Established by three prominent LGBTQ+ groups in Japan, namely Marriage for All Japan, the Japan Alliance for LGBT Legislation and Human Rights Watch, Pride7 held its first summit, the “Pride 7 Summit 2023”, on March 30 at the Japanese House of Representatives First Members’ Office. The summit took place before last year's G7 Summit in Hiroshima.

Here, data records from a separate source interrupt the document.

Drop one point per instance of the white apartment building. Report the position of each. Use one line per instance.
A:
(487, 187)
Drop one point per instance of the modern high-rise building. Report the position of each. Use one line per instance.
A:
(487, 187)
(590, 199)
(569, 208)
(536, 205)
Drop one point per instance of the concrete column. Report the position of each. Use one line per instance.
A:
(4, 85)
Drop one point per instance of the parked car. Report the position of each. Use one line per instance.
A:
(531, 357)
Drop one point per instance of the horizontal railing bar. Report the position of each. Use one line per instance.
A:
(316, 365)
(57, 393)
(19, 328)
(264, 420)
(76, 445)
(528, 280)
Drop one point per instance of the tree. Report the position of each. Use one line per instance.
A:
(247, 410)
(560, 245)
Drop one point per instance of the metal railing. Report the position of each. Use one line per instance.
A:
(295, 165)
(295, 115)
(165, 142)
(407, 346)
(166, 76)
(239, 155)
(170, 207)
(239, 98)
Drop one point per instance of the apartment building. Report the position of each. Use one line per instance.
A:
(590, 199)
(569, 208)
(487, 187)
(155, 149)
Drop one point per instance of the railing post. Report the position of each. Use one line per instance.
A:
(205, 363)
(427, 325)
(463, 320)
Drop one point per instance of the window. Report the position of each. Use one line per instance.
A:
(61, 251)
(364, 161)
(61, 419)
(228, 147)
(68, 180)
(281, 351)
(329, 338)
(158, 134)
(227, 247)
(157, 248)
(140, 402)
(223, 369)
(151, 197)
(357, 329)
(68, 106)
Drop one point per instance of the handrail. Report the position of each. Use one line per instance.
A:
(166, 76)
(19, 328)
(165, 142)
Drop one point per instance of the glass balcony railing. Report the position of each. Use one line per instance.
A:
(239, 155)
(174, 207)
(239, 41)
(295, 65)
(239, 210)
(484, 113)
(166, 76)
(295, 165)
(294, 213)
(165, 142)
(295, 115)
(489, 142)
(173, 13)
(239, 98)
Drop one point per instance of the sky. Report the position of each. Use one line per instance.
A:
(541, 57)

“We hope that Pride7 can promote and advance the rights of the LGBTQ community not only in Japan, but throughout the world,” Gon Matsunaka, director of Marriage for All Japan,posited. “Going forward, we want to pass the baton on to our allies in future G-7 host countries.”
On May 12 2023, 15 diplomatic missions in Japan, led by Joe Biden-appointed US Ambassador Rahm Emanuel, published a video message urging Tokyo to pass a law to protect LGBTQ interests. “With all the challenges that we all face, from the implications of climate change, wars, civil strife, hunger — the last thing that should occupy our energy is two people who love each other and want to build a life together,” Emanuel asserted on X (formerly Twitter).
On October 25 last year, the 15-judge Japanese Supreme Court overturned a 2003 law mandating that trans-identifying people must get a formal diagnosis of “Gender Identity Disorder” and undergo “sex change” surgeries prior to being able to officially change their sex on government documents like family registries. The law obliged those wishing to have official acknowledgement of a “sex change” to have had their “original reproductive organs” removed.
These aforementioned developments are a somber reminder that Japan, in imitation of its leftist Western counterparts, is possibly heading towards the leftist ideology of “self-identification,” in which people can simply alter their gender by saying so. Consequently, Japan may head down the slippery slope of countries like the US, where men who insist that they are women based on “feelings of gender dysphoria” can enter female bathrooms or changing rooms. Members of the transgender cult may even lobby harder to promote “gender medicine”, such as puberty blockers and cross-sex hormones, and further undermine the already declining population growth of this East Asian country, despite numerous medical studies insisting that such “gender medicine” is “built on shaky foundations”.